Tattoo was David Allan Coe's fifth Columbia album and displayed a return to form after the disappointing Rides Again.
(There was also a return to plantation for an album called Texas Moon that's long been out of print and was most notable for its cover of Billy Joe Shaver's "Ride Me Down Easy.") Issued in 1977, it shows Coe sticking hard and fast to his traditional country roots just as the music began to mutate into urban cowboy-ism.
Ron Bledsoe and Coe chose ten tunes, eight of which Coe either composed or co-wrote, as well as a cover of Mickey Newbury's classic "Frisco Mabel Joy." This is one of Coe's finest recordings -- it's full of love songs, divorce tunes, cheating songs, and rootsy, gutsy honky tonk playing by a stellar cast of musicians.

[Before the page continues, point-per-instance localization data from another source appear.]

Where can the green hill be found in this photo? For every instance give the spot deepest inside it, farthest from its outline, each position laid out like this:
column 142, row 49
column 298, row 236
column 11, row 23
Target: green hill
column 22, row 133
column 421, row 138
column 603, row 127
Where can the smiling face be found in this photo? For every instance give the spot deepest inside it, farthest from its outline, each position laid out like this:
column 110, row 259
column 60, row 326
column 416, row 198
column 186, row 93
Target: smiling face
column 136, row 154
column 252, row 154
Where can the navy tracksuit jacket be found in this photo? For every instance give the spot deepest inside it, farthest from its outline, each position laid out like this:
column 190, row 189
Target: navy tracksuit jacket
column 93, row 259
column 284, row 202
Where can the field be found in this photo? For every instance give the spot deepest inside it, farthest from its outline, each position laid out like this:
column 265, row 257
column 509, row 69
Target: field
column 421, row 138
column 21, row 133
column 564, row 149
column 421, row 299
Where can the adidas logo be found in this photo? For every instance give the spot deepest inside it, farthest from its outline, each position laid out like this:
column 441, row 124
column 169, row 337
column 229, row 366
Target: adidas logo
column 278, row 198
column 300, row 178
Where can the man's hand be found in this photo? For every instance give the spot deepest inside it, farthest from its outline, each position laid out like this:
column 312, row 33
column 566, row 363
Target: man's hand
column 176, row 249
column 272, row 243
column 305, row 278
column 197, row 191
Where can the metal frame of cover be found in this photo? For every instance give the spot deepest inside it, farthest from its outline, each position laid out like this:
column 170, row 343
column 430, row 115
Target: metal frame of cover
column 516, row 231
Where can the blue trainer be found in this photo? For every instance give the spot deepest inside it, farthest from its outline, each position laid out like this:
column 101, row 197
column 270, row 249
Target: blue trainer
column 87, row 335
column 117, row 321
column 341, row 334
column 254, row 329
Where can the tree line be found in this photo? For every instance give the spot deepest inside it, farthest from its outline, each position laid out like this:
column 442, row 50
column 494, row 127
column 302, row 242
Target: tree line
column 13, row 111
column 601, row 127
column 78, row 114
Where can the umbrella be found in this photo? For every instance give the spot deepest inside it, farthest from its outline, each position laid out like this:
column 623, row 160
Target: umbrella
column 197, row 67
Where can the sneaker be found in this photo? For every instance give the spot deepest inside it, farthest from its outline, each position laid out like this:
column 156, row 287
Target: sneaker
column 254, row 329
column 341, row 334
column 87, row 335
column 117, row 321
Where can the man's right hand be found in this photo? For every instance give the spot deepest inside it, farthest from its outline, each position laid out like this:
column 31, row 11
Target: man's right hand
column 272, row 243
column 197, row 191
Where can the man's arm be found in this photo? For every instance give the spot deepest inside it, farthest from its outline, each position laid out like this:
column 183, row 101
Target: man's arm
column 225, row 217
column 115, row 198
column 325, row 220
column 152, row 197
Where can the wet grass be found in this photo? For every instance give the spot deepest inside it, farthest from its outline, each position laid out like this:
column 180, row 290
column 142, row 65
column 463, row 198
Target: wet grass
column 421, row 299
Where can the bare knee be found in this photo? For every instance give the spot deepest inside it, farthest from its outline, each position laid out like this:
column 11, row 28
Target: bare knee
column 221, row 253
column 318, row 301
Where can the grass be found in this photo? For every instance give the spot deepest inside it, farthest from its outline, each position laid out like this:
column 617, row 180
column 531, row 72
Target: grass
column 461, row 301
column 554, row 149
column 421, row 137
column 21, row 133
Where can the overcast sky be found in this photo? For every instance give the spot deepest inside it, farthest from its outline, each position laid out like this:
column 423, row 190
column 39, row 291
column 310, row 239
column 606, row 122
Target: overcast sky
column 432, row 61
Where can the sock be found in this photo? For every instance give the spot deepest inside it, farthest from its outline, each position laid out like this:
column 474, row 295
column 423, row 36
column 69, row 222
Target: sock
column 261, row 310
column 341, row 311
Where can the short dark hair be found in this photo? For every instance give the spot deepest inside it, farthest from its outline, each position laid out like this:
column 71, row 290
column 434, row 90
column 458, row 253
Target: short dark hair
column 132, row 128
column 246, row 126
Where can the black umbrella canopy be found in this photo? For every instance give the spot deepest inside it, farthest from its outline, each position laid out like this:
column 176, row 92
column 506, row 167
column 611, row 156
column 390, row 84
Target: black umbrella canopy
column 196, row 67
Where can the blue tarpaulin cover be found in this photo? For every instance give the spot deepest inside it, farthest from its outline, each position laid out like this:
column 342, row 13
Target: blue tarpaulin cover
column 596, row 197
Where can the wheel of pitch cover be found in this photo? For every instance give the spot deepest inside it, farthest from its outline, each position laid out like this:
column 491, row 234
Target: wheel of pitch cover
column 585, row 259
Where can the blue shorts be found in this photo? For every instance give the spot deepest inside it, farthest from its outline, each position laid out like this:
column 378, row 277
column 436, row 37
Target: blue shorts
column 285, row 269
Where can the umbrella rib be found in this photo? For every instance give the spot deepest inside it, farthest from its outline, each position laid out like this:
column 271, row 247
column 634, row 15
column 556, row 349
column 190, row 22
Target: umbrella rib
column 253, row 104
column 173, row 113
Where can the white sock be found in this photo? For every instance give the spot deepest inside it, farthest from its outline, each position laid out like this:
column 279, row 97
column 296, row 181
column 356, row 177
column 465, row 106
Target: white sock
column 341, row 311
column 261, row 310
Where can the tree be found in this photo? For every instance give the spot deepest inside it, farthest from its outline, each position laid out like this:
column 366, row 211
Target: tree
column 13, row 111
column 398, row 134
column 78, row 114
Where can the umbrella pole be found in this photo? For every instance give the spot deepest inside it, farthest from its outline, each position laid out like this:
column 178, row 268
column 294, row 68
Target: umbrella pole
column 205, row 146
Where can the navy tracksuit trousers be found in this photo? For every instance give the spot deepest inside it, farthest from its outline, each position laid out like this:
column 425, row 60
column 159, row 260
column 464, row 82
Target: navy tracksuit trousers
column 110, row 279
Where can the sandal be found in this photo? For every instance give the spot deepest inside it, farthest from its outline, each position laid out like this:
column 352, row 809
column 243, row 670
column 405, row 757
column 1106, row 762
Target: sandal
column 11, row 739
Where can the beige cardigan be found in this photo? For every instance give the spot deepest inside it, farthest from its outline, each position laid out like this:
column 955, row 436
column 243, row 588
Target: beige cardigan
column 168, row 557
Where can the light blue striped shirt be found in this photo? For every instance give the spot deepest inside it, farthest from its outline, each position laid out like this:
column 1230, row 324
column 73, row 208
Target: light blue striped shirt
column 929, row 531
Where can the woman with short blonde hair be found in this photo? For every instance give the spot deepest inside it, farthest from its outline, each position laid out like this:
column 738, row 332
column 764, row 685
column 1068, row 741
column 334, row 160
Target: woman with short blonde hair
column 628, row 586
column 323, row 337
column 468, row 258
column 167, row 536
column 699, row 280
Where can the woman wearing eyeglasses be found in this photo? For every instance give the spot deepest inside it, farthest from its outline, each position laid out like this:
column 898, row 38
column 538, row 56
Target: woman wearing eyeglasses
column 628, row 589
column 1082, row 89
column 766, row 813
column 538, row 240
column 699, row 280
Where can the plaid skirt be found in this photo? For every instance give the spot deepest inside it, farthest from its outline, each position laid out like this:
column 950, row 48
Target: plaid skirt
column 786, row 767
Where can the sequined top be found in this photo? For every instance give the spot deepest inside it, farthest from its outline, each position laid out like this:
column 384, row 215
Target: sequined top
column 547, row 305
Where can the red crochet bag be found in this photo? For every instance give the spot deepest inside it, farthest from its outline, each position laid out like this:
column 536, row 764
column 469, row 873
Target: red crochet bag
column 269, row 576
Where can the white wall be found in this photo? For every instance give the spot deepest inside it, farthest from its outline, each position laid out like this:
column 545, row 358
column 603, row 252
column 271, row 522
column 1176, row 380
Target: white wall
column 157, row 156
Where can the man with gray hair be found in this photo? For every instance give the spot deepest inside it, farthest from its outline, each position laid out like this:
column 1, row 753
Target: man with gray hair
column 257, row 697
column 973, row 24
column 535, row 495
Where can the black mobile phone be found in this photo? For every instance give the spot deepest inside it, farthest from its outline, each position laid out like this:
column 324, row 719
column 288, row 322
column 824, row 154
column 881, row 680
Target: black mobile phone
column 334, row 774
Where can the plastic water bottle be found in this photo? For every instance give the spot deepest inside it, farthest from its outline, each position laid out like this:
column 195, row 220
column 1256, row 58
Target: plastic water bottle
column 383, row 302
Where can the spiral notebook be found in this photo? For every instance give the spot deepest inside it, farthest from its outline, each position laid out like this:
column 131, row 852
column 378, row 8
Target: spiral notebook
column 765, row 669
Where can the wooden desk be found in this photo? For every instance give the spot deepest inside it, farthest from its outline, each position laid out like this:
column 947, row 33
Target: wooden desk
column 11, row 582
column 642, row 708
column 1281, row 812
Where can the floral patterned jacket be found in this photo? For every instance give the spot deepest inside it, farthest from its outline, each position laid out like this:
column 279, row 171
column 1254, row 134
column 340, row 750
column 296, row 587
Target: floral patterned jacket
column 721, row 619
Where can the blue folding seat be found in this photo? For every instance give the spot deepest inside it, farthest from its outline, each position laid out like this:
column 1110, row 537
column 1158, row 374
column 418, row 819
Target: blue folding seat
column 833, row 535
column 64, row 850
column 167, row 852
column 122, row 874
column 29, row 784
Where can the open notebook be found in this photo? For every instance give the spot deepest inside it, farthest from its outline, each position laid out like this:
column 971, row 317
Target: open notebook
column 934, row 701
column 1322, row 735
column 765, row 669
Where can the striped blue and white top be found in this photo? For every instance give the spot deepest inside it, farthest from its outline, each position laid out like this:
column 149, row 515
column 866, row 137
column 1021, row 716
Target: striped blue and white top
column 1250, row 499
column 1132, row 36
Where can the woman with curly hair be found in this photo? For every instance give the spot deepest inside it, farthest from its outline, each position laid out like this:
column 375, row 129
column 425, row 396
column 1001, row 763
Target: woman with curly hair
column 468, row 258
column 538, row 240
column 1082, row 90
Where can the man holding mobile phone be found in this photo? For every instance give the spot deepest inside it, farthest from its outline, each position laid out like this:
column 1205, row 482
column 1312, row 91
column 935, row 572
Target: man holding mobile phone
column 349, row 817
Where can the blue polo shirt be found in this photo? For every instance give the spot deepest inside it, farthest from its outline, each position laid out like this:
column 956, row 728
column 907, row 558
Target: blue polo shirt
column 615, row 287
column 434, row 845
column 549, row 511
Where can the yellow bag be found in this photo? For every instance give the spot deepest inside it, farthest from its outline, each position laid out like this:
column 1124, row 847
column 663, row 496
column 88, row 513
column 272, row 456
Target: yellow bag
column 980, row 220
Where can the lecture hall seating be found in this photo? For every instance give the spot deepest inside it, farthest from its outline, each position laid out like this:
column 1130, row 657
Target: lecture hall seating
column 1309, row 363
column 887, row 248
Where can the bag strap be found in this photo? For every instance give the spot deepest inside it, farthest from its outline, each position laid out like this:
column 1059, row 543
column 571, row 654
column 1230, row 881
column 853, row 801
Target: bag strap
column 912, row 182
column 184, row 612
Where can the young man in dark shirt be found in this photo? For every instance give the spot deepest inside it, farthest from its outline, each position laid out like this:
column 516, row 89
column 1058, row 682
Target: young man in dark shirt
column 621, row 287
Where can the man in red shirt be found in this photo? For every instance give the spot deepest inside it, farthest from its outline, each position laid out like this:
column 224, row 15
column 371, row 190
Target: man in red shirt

Opening with the stomping honky tonk love paean "Just to Prove My Love for You," with echoes of Bill Monroe and Ralph Stanley haunting the fringes, and "Face to Face," one would be hard-pressed to find two tougher love songs stacked back to back on any country album.
But he even moves toward the cheating breakup tune with a gorgeous Johnny Gimble-styled fiddle on "You'll Always Live Inside of Me." "Maria Is a Mystery" features some of the most haunting imagery in any Coe song, and he follows it with the amazing "Just in Time to Watch Love Die," before a deeply moving read of "Frisco Mabel Joy." The album closes with "Hey Gypsy," a dramatic, fully orchestrated plea for wanderers to return to a place of solace.
It sounds like Coe is so haunted by these songs that he's looking directly into the depths of the mirror of his own soul.
He probably was.
This is easily one of the finest country records issued in the 1970s.